Inmates Serving Life Sentences Know Better Than Anyone What It Takes to Get – and Keep – a Fresh Start

CHRISTIAN COMMENTARY
The second Friday of every January is called “Quitter’s Day.” It’s a day when massive numbers of people decide to give up on their new start, every year. If you didn’t make it past “Quitter’s Day” this year, or if you’ve just lost momentum in pursuing personal life change, April is actually known as “Second Chance Month” – an opportunity for another fresh start.
People quit on their new life goals at such high rates partly because they misunderstand what it takes to truly restart, to change directions.
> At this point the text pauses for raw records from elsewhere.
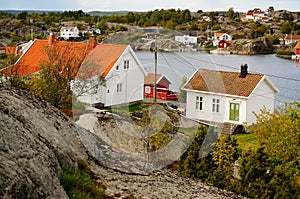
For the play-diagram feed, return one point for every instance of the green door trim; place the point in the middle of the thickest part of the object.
(234, 111)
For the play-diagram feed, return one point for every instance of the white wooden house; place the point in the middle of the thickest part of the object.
(186, 39)
(122, 71)
(68, 32)
(228, 97)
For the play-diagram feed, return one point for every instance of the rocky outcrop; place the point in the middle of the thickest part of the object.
(36, 138)
(251, 46)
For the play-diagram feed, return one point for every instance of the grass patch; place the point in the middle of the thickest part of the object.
(246, 141)
(78, 184)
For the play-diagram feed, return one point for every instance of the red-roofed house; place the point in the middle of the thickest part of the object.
(162, 87)
(222, 40)
(297, 52)
(2, 47)
(117, 64)
(297, 49)
(228, 97)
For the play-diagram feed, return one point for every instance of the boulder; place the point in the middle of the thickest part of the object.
(251, 46)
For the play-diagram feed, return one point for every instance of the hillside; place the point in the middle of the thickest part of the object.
(36, 139)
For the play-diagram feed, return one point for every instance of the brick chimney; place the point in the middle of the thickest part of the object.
(244, 70)
(92, 41)
(51, 39)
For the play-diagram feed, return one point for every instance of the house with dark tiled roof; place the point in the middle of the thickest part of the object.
(223, 97)
(116, 64)
(290, 38)
(222, 40)
(122, 71)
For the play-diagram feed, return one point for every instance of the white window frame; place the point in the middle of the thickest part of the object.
(216, 105)
(126, 64)
(199, 103)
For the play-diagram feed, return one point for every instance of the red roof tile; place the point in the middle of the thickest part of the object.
(292, 37)
(149, 79)
(31, 62)
(223, 82)
(102, 56)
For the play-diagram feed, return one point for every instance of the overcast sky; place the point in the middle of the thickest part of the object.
(147, 5)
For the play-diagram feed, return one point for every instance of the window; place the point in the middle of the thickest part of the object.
(147, 89)
(216, 105)
(199, 103)
(119, 88)
(126, 64)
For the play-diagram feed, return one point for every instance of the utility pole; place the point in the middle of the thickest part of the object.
(155, 74)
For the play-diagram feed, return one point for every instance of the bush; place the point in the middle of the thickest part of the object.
(284, 52)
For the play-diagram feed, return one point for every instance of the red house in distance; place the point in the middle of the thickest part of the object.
(162, 87)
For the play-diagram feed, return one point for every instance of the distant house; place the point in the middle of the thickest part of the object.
(228, 97)
(290, 38)
(222, 40)
(297, 52)
(69, 32)
(2, 47)
(11, 50)
(117, 64)
(297, 49)
(92, 31)
(162, 87)
(186, 39)
(150, 36)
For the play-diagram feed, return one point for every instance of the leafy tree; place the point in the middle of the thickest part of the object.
(280, 131)
(53, 82)
(273, 171)
(224, 156)
(230, 14)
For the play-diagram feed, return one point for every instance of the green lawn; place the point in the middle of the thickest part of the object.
(246, 141)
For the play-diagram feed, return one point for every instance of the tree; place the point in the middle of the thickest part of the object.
(280, 131)
(273, 170)
(22, 15)
(53, 81)
(230, 14)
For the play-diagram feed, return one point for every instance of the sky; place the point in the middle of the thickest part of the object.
(148, 5)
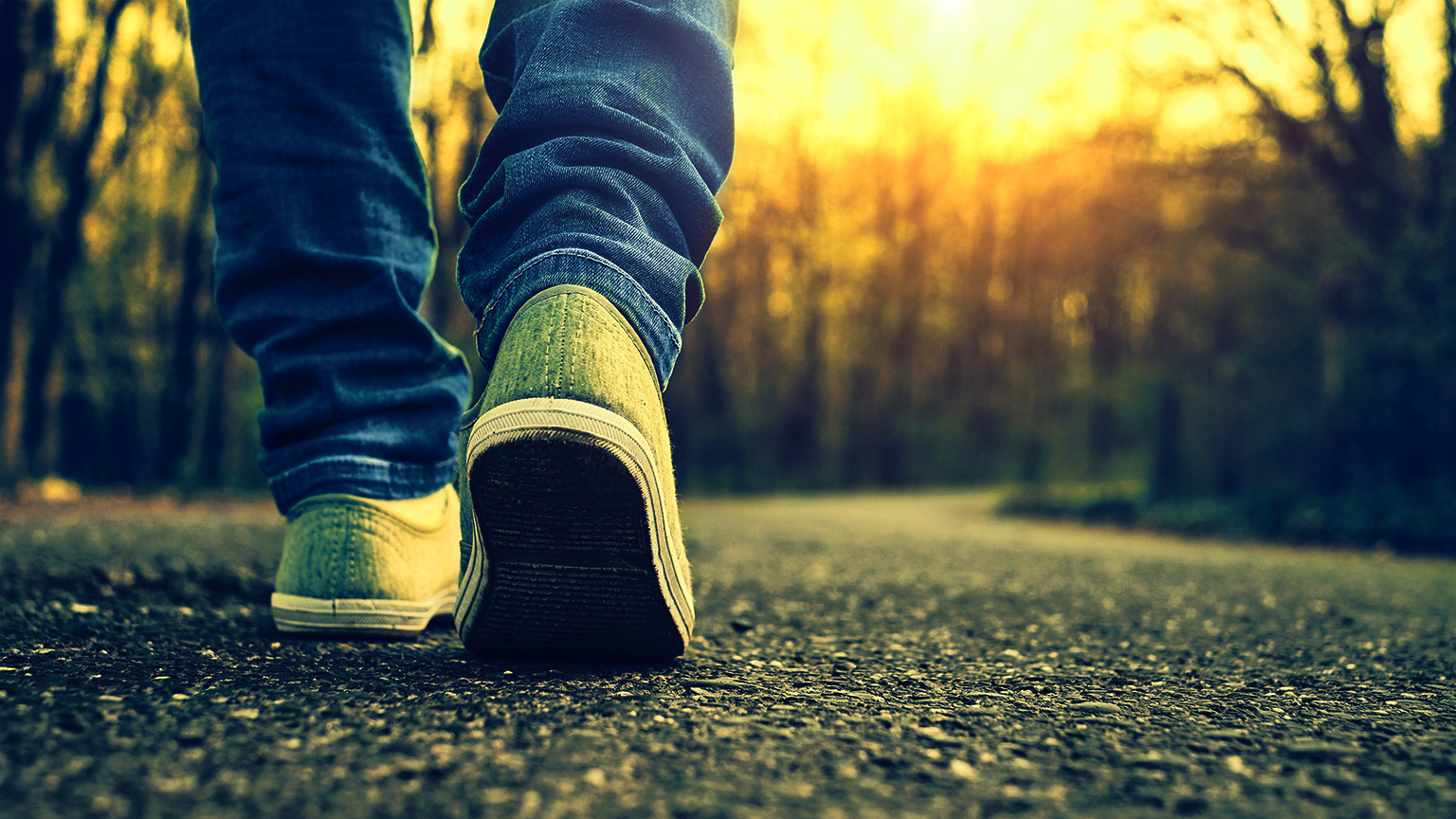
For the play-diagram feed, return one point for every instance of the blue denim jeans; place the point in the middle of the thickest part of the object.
(614, 133)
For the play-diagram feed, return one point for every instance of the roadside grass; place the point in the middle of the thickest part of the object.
(1377, 519)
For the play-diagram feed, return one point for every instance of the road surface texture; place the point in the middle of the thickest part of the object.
(856, 656)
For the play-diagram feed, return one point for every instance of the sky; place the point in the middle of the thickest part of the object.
(1019, 75)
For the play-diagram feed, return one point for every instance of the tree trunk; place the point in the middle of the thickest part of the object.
(179, 392)
(65, 252)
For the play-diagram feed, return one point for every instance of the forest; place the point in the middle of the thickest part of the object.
(1238, 320)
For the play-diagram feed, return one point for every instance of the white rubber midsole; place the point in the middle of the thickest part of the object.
(295, 612)
(595, 426)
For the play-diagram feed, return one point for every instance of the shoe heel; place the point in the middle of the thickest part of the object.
(573, 567)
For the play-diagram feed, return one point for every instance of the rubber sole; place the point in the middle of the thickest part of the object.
(317, 615)
(571, 554)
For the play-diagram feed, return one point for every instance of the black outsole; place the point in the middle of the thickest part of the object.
(571, 570)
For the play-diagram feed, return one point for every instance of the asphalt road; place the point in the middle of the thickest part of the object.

It isn’t just a matter of willpower, or even resources.
But the Calvin Prison Initiative (CPI) has been working to help prisoners restart their lives for 10 years now. The CPI provides a Christian liberal arts education to incarcerated individuals, who receive a double major over five years if successful. The people who come through our program know better than almost anyone else what it takes to get — and keep — a fresh start.
In short, it takes relationships. It takes people investing in you. It takes people around you elevating themselves and bringing you with them.
You don’t just need willpower to change your life. You don’t just need resources. You need people, people who want the best for you.
That’s part of why education is such a transformative part of rehabilitating prisoners, and the prison cultures that they help form. Education humanizes and elevates us like nothing else can.
A lot of prisoners have very low self-esteem. They don’t respect themselves, or think they’re capable of much. Additionally, many of them are almost totally unable to reconcile with the guilt and shame over the crimes they’ve committed. But education helps them change that. What’s more, education helps them change the prisons in which they live and work.
The prison where CPI started was called “gladiator school.” It was a rough place. But within 3-4 years of our program, violence had dropped by 80%. An administrator called it “Candyland.” The inmates who were in for life sentences — “lifers,” arguably the most influential inmates in prison cultures — had been transformed, and the prison had been along with it.
These “lifers” had become a cloud of witnesses to everyone else in the prison: You’re not worthless. You’re worth investing in. It had a profound impact on the men who were in for shorter terms.
They saw guys who were in prison for life, with no real chance at leaving prison, working really hard to better themselves. They saw these men come to view themselves and their lives with respect, humility and real repentance. They watched these men let themselves be a new person. And, naturally, they wanted that fresh start for themselves. They saw a path to never becoming just another quitter.
Of course, this transformation isn’t limited to the prisons where it takes root. I’ve had a lot of CPI students tell me that their kids are considering college because they’re in college. These men and their children would help each other with their college work.
This ministry is also a difficult but important spiritual exercise. Whether we realize it or not, we all too often put limits on how far God’s grace can actually extend. If a man who has committed murder told you that Jesus died for him and has forgiven him, would you believe him?
You should. Because Jesus did die for him. And if God seeks to redeem them, who are we to say no to that?
So if there is a prison ministry near you, get involved. If there isn’t one, get one started. Prisons won’t open their doors to just anybody, but they will often accept the help of a church.
We have a chance to help rebuild more than individual lives. We have a chance to restore families, communities. We have a chance to work profound restorative justice in the world.
We can’t undo the past, after all. But we can try to make the future better — and God invites us every day to help Him do just that.
Todd Cioffi is Senior Advisor for the Calvin Prison Initiative (Calvin University), which offers a B.A. degree to incarcerated men in a prison in Michigan. He has been involved with higher education in Michigan’s prisons for nearly ten years.